When I was younger, I didn't like me. I hated my life and wanted someone else's. This resulted in me throwing pieces of myself away, picking myself apart, and creating the perfect "me." I hated my hair, so I cut it off. I hated my skin tone...why couldn't I be a few shades lighter?! I hated my smile, so I stopped smiling. My hair grew back...so I dyed it and cut it off again. I hated my height, why couldn't I be tall like my dad, heels...that'll fix that! My laugh, gosh I can't stand it...so I changed that too. I dissected myself into many pieces. I enhanced what I liked and threw away what I thought to be useless pieces of me.
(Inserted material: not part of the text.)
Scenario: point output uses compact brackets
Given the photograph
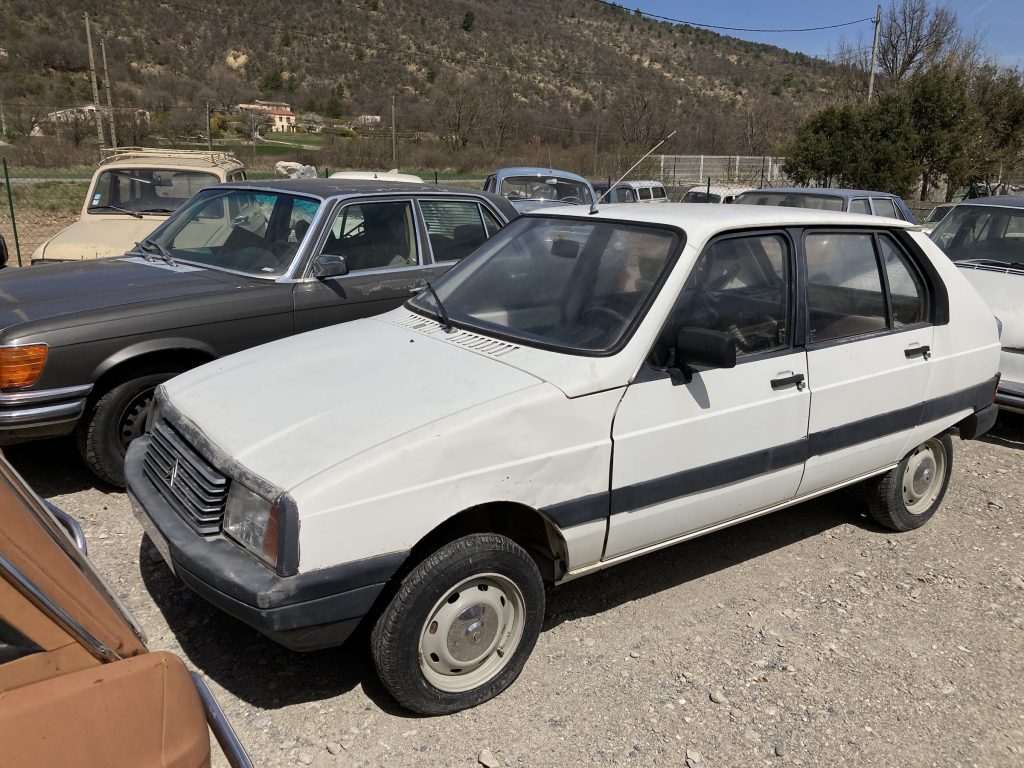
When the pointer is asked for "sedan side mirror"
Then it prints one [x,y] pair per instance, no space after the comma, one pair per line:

Because my enemy knew that I hated myself, he jumped on board. He would send others my way to validate my thoughts. They would tell me how ugly I was, how I would never be anything, and had nothing to offer. A doctor once told me that because of my childhood experiences, I would never be what I really wanted to be...a nurse. He told me that my dreams were unrealistic. I wasn't allowed to join the "clicks" at school...I didn't fit. I was ostracized for not looking a certain way or having certain things. And so this new person that I created hit a downward spiral. I became even angrier! I fought, drank, smoked, partied...if there was a "thou shalt not" before it, I said "I shall." I had to feed the angry, bitter, hurt, lost person that I was!
So often we look in the mirror without actually looking at ourselves. We see ourselves quickly, but do we actually STOP and look at the reflection that's looking back at us? One day, I took a really good look at Leola...my mirror was the word of God. I realized that I didn't hate myself, I was hating God. Genesis 1:27 "so God created man in His own image." Each part of my being is a part of God and I had thrown pieces of Him away. He begin to tell me what my natural father couldn't. He told me that I was fearfully and wonderfully made (Psalms 139:14). He told me that my end wouldn't be like my beginning...that He had an expected end for me (Jeremiah 29:11). That everything I've endured was going to work together for my good (Romans 8:28). And that even though my biological father was deceased, I still have a Father (Psalms 68:5). That I didn't have to defend myself because He would (Deut. 10:18). God let me know that I was not here alone, fatherless, hopeless as I've always believed.
My Father's words built me. I accepted the fact that He is enough. What He says is enough. How He feels about me, it's enough. I have God's DNA. Just as any great father does, He sent people into my life to build me in Him. He literally loved the HELL out of me. He loved me into the person that I am today. Now, I can't stop smiling..and I love it! I love me because I learned to accept God's love for me. I learned to accept Him as enough.